From one point of view I really like that change. But I find it getting more and more difficult to find pants which still fit. If I would do bodybuilding for a living, I would stay like I am. But I have an office job and have to wear pant suits from time to time. These clothes are definitely not tailored for strong women legs. :no:

Now I would love to keep the muscle in the upper body but shrink my thighs and glutes down to a level where I can wear most of my pants again.

Anybody has some tips on how I could achieve my "goal"?

Thanks everyone.


----------



## simonthepieman (Jun 11, 2012)

It's pretty difficult to do and I advise doing it 'deliberate'

Just avoid doing weights for you lower body and diet.

They more advanced approaches. But they are unsubstantiated and will most likely end up causing more harm than good


----------



## MRSTRONG (Apr 18, 2009)

Any chance of uploading pictures ? It's an unusual problem tbh .


----------



## ausbuilt (Nov 22, 2010)

is this a serious post?? a skirt suit is just, if not more, acceptable than a pant suit, and problem solved. I also work in investment banking and wear Armani Suits to work- they enlarge the armholes, and take some of the hem thats cut from the pants to insert into the upper sleeve to allow room for my arms. The pants are recut taking in the seat, and waist, while leaving the legs... sound like a lot of work? it is!

the point is no "off the shelf" clothes fit a well trained body- my wife in the picture notices many one piece dresses (specially strapless) cant zip up owing to her back width, despite her being lean and not huge.

However, if you really are so blessed that its muscle and not fat in your thighs causing the problem, I'd suggest lowing your gear dosage a bit, and doing legs 2-3x week, high volume (12-15 reps) 5x sets per exercise. It burns cals, and since you never hit them heavy, the muscle size will reduce over time.


----------



## 2H3ENCH4U (May 23, 2012)

Just buy bigger clothes, simple !

Dont lose what you've worked hard to gain, athletic legs are srsly hot on women.


----------



## summerflower (Jul 2, 2012)

Hi again.

Thanks for all the answers so far. Yes, it is a serious post. I knew some people would question the seriousness of my posting but it really is a problem for me.

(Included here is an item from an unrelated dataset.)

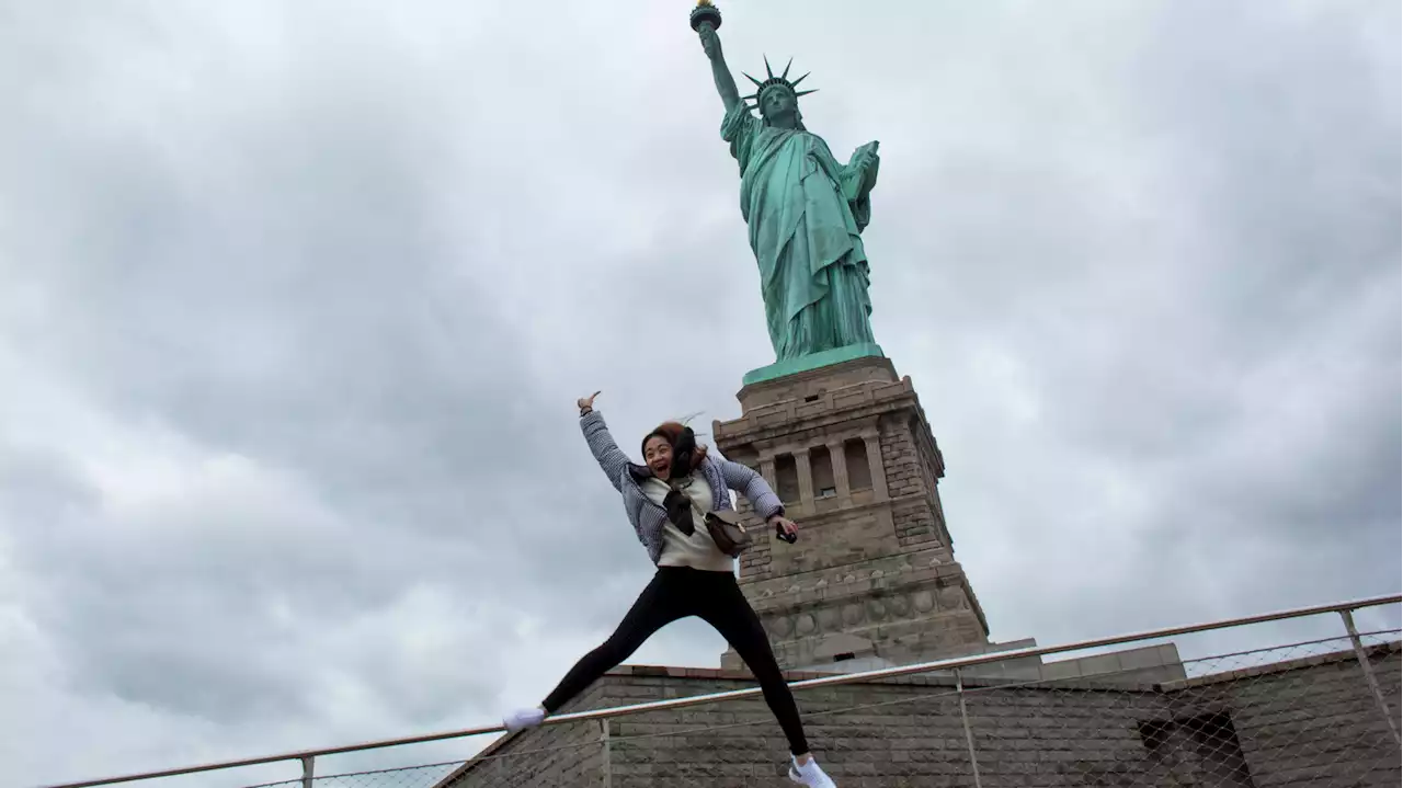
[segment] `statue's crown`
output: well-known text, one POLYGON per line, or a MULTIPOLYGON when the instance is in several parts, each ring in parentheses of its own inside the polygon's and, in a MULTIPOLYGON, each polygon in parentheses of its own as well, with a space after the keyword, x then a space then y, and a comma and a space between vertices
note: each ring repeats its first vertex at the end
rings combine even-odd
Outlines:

I also love (no kidding!) the legs I have but I don't have all the money to buy loads of new clothing. I just don't have the finance to put my passion above the rest of my life and my job. As a result, I see no other option than to slim down the size of my thighs and glutes again.

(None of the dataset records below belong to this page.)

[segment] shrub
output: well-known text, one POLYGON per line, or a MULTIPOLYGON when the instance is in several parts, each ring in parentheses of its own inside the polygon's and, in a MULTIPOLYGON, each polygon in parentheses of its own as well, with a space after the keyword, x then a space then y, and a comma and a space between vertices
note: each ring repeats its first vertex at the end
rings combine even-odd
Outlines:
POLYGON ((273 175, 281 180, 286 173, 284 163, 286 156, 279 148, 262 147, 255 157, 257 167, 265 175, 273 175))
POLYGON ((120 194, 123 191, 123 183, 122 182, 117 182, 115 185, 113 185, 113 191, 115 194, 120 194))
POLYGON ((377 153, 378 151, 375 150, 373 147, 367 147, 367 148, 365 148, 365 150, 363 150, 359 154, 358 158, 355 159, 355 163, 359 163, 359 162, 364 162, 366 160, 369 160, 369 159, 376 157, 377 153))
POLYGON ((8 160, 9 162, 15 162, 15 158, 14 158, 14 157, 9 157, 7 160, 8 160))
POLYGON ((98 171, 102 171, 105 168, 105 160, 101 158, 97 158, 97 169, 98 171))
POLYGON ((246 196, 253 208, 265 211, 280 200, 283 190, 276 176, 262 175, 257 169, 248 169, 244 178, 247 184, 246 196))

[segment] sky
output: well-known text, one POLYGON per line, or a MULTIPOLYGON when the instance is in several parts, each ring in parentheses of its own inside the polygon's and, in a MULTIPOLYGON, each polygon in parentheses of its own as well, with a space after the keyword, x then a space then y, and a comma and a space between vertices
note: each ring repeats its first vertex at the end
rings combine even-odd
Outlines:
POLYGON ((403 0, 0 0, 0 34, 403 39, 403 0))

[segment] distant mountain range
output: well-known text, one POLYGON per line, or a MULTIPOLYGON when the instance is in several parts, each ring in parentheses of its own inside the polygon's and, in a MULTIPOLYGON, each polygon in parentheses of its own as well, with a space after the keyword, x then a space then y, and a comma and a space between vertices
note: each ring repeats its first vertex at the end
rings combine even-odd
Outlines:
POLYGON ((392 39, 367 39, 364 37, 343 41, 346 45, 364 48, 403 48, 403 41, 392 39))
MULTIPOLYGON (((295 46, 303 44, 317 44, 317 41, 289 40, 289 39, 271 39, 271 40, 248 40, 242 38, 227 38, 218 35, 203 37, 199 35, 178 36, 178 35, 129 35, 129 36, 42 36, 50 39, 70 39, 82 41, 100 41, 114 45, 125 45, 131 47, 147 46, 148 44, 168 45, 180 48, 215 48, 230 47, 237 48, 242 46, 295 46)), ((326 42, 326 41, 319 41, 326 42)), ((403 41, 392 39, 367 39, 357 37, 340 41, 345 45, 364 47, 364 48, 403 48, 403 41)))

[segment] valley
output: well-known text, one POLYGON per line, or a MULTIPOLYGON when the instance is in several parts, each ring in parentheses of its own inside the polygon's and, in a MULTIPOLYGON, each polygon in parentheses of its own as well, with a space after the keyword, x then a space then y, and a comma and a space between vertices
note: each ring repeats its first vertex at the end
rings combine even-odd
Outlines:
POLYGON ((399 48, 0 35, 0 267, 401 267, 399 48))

I used to work out the legs mostly with compound exercises using heavy weights. Rep range mostly 10-15. When I started I easily fit into my size 29 jeans. This was 2-3 years ago. For about 9 months now I don't fit into this pants anymore. Same with my business clothing which mostly has elastane in it but my thighs look like tree trunks. I use to alternate calories and by that, I stay lean throughout the year. Also, I usually see my abs all the time during the year and when I flex my thighs and butt, they feel like granite.

Last week I already cut the legs workout completely. I will do a longer bout of cardio instead, maybe 90 minutes of medium intensity or a HIIT or plyometrics session which would be a bit shorter. Maybe I go on the elliptical or treadmill. Can't go for a jog because there is a lot of traffic and pollution where I live. And I don't wanna cut down on protein because this surely would make me lose muscle elsewhere as well. I'm happy with my upper body, it's just the glutes and legs which bother me.

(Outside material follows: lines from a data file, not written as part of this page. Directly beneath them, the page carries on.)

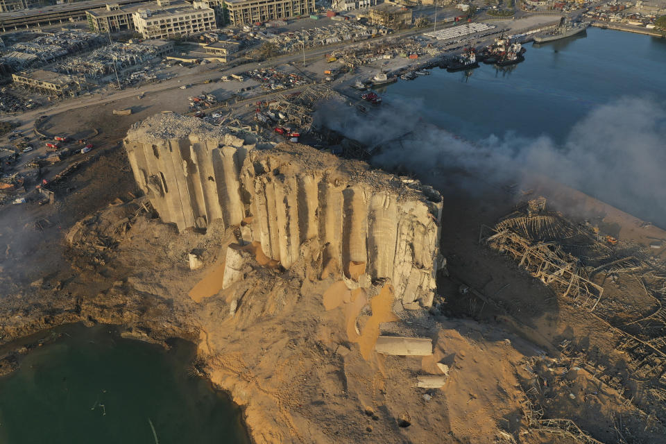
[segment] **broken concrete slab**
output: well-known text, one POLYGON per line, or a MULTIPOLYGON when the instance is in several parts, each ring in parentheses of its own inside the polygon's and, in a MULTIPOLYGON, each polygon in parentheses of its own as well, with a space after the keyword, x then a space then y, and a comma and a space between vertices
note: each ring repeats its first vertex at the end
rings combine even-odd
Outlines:
POLYGON ((416 386, 421 388, 439 388, 445 384, 447 377, 426 375, 416 377, 416 386))
POLYGON ((380 336, 375 350, 382 355, 396 356, 430 356, 432 355, 432 339, 409 338, 399 336, 380 336))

And about athletic legs and men finding them sexy: I heard that a lot in the internet. But in real life, it rather seems to me men prefer the slim gals which look just toned while still having slim thighs and small buttocks. Something like that porn chick with a boob/nose/everything job working out on Youtube (don't remember her name). I think my thighs don't look very feminine anymore due to their size. Tbh, I find my thighs look horrible in tight jeans.

Hope you guys understand a bit.

I try to make a picture by the next weekend.


----------



## ASOC5 (Jun 10, 2011)

Id love to have your problem


----------



## summerflower (Jul 2, 2012)

ASOC5 said:


> Id love to have your problem


You would not say that if you were female.


----------



## Queenie (May 30, 2013)

Not taking the p!ss at all but at least your bum is muscle  mine is fat and an even bigger problem! Lol.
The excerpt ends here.